Cold Peanut Noodles
Recipe & pictures courtesy of Harrison Yee
Serves: 2 to 4 people
- 1 lb long rice noodles (linguine will do in a pinch)
- 3 tbsp OmMade I Dream of Creamy Artisanal Peanut Butter
- 3 tbsp soy sauce
- 2 tbsp sesame oil + some for drizzling
- 2 tbsp rice wine vinegar
- 1 tbsp minced garlic
- 1 tsp finely grated ginger
- 1.5 tbsp sugar
- 1 cucumber peeled and cut into sticks
- scallions and sesame seeds for garnish
- chili oil or chili-garlic paste (optional, to taste)
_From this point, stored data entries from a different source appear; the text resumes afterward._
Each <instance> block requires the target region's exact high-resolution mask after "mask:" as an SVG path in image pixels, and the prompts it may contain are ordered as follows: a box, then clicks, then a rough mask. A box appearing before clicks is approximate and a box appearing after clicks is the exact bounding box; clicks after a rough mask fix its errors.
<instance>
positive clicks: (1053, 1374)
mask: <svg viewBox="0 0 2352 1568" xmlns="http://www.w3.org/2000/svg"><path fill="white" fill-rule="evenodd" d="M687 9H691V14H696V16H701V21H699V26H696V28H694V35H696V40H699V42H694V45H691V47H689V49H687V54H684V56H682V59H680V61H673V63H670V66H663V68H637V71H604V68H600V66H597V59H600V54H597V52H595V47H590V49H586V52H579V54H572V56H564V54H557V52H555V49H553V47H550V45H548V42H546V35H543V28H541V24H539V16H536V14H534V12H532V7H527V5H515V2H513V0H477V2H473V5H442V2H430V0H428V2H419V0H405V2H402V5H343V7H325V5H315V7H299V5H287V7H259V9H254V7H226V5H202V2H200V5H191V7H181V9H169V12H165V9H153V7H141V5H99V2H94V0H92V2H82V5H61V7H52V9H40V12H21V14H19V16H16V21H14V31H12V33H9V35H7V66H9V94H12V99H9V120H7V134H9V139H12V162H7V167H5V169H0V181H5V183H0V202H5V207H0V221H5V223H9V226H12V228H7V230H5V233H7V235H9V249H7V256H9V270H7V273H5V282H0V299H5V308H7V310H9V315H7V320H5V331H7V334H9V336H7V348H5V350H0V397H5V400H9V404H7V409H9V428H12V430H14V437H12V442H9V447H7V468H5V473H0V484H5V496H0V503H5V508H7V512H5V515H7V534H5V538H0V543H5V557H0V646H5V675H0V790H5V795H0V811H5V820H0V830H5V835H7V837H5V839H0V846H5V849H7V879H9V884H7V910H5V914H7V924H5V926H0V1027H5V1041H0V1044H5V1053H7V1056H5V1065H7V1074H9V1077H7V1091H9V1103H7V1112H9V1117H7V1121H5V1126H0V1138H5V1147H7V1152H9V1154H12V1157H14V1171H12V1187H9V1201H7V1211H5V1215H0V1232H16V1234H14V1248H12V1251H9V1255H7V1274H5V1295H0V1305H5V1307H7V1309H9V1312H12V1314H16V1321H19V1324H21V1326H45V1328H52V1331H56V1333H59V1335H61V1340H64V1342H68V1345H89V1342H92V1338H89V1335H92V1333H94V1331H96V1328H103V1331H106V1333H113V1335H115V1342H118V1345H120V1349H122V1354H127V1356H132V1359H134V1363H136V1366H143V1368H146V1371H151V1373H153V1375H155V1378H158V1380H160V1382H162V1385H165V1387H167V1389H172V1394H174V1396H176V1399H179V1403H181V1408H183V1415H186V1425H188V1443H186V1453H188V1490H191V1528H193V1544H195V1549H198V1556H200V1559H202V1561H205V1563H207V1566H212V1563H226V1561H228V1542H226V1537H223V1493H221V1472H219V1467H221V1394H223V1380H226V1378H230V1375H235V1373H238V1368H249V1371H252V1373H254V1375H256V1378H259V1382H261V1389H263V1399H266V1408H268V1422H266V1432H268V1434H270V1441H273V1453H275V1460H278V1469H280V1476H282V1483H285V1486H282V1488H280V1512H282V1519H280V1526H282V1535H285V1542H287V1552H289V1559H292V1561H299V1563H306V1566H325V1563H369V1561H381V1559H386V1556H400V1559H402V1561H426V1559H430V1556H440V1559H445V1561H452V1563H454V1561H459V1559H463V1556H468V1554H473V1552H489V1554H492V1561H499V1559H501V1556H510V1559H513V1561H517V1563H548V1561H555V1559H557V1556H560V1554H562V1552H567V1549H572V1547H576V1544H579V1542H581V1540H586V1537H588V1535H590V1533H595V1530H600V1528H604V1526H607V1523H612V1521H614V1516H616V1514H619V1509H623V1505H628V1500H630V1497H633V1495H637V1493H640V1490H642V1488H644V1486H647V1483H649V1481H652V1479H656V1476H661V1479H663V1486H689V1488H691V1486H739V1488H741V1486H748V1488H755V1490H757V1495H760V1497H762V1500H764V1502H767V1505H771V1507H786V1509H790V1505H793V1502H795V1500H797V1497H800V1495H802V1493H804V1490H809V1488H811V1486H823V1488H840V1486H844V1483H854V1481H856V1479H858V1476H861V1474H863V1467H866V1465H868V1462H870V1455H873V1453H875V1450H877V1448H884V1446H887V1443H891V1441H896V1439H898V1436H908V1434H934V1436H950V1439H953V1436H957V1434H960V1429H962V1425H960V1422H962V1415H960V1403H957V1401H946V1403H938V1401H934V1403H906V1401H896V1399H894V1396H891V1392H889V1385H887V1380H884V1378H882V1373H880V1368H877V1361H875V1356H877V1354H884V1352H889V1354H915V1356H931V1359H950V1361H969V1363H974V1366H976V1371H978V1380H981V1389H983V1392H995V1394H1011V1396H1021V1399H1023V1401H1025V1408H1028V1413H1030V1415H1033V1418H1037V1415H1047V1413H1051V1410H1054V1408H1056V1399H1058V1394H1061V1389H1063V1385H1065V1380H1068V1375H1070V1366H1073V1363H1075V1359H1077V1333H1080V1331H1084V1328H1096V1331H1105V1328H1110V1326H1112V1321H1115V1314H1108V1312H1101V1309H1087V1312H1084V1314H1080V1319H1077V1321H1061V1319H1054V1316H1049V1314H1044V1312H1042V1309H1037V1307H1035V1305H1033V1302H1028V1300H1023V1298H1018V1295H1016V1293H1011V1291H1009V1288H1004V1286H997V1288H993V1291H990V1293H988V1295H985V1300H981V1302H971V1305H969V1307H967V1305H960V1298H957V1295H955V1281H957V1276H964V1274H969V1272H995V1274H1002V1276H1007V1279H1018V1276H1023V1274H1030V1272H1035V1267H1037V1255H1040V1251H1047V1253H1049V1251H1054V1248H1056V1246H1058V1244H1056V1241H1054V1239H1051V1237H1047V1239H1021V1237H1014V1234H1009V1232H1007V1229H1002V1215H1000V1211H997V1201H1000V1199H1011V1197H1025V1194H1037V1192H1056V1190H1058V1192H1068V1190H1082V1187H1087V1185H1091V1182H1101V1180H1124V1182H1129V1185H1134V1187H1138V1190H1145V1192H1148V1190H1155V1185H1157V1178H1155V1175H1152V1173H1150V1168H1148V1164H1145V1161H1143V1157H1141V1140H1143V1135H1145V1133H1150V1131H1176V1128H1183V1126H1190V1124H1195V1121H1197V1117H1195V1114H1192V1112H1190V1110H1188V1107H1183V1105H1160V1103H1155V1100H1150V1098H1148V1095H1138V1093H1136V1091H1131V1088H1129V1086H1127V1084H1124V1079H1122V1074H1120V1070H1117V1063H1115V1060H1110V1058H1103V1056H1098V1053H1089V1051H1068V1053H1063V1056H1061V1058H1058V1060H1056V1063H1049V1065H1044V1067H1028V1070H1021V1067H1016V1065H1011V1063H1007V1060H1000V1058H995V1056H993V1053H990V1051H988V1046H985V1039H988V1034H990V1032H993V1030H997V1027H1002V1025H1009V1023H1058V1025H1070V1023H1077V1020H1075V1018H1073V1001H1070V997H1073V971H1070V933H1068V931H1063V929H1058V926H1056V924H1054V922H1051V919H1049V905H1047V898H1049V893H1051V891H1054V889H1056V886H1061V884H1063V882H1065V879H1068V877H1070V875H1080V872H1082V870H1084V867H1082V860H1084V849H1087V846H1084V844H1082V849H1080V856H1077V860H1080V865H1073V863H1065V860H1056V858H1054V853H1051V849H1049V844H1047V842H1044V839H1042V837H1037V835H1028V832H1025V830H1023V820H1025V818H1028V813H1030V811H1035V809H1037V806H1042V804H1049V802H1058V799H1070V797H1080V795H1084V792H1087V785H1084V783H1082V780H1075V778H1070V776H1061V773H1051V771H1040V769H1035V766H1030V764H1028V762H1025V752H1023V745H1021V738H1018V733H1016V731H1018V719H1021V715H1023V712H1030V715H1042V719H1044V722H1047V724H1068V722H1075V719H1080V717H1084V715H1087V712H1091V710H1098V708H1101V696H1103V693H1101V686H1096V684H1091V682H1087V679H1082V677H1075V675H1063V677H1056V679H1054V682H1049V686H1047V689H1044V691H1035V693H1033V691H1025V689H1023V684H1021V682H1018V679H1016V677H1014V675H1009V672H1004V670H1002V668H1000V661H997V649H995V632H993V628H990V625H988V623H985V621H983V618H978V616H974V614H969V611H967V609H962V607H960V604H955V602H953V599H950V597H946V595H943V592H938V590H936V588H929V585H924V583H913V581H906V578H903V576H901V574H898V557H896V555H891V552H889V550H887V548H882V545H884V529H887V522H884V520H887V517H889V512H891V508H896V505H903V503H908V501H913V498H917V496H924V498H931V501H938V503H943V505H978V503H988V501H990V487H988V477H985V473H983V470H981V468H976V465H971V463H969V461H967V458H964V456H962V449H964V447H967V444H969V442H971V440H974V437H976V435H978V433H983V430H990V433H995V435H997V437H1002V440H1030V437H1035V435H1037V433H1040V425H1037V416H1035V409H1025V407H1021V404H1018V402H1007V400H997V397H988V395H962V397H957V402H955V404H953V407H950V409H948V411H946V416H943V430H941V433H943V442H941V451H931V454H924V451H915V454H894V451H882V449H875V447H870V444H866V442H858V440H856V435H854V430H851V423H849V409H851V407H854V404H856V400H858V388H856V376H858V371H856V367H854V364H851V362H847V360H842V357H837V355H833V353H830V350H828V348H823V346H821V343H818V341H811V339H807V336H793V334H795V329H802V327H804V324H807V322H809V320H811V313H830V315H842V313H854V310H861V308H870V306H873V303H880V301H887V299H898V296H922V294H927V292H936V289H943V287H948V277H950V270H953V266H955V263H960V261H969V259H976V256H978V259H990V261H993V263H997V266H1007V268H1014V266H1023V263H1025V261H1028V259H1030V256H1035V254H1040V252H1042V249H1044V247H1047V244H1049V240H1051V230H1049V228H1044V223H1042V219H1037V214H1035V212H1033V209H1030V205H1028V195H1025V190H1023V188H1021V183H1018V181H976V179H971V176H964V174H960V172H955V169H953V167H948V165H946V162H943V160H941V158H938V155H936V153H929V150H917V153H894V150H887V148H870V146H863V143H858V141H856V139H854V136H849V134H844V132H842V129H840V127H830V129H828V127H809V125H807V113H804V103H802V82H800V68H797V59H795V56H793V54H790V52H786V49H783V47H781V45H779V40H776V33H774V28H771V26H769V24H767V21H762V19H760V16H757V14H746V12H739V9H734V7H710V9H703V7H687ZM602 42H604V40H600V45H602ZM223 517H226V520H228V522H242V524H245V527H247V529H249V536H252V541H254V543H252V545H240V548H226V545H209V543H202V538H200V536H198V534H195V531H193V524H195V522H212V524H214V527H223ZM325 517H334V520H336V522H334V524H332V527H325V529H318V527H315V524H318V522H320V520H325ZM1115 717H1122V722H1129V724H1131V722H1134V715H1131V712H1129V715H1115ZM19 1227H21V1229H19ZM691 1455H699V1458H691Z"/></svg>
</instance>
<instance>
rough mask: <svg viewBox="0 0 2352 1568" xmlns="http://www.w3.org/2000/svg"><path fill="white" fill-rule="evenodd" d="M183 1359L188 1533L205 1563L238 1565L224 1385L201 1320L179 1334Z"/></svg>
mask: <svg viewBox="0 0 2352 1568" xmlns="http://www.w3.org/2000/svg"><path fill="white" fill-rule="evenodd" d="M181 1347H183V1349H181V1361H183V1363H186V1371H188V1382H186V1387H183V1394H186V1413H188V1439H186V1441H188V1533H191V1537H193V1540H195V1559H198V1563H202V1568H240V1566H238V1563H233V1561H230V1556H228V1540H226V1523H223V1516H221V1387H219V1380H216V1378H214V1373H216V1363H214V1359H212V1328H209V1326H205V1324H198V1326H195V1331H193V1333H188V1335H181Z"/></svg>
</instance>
- Cook noodles as directed. Once noodles are al dente, drain and rinse in cold water until cooled. Drizzle with a little sesame oil and set aside.
- Combine OmMade I Dream of Creamy Peanut Butter with soy sauce, vinegar, remaining sesame oil, ginger, garlic, and sugar. Mix until well combined.
- Adjust to suit taste. If thinner consistency is desired, mix with 1 tbsp of cold water. If thicker consistency is desired, add more peanut butter.
- Mix peanut sauce with noodles until well combined.
- Serve with cucumbers, scallion and sesame seeds toppings.
Storage: Leftovers can be stored in an airtight container in the refrigerator for up to 4 days.